Posted: Jun 09, 2013 11:36 pm
by Calilasseia
Surely the whole premise of the thread title misses the point?

Welfare programmes were instituted not because of concerns of "economic efficiency", but because they were humane. Moreover, they contribute to the stability of democracies. Look at what happened in Germany in 1929. Hyperinflation left millions destitute, and worse - ordinary Germans were dying of starvation in what should have been an advanced industrial nation capable of feeding its populace. We all know what those destitute millions did in desperation - they turned to whoever offered them quick and easy pseudo-solutions to dig them out of the hole. Unfortunately for 55 million Europeans, those desperate millions turned to Adolf Hitler. The rest, as they say, is history.

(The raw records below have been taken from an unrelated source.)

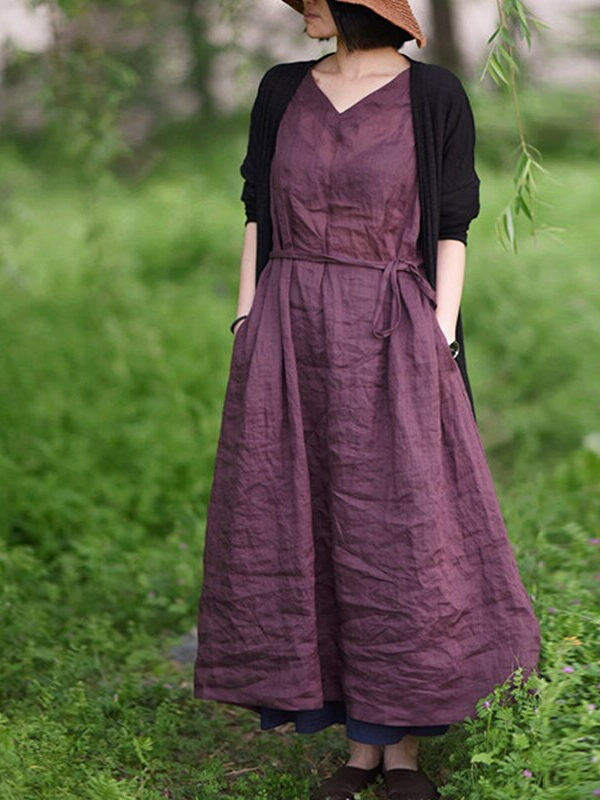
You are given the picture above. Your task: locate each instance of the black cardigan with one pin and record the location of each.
(445, 149)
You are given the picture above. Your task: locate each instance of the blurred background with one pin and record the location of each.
(122, 128)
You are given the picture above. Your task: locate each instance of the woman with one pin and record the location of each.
(356, 566)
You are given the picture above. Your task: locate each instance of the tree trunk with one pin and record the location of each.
(446, 47)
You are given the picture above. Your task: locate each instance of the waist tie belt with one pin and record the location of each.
(388, 277)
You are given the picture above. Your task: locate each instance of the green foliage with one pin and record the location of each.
(114, 320)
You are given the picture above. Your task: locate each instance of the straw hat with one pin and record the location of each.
(397, 11)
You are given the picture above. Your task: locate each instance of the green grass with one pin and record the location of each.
(116, 300)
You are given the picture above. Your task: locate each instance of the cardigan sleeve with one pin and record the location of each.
(460, 182)
(250, 167)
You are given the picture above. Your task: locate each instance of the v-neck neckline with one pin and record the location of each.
(361, 100)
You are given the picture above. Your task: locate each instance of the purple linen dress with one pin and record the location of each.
(356, 556)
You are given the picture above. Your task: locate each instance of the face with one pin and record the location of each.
(318, 19)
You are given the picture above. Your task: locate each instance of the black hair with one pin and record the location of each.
(361, 28)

I'm wondering if some of the hate-the-poor rhetoric being peddled by the advocates of discredited "austerity economics" isn't a warm-up for a re-run. Erect fake "enemies" in order to provide an equally fake "justification" for the dismantling of properly constituted, humane democracies, and their conversion by stealth into corporate fascist states, run for the benefit of the hyper-rich, with the poor condemned to neo-serfdom or even worse. After all, the last time that Striecher-esque language was used to demonise a subset of the population, the end result was mass murder.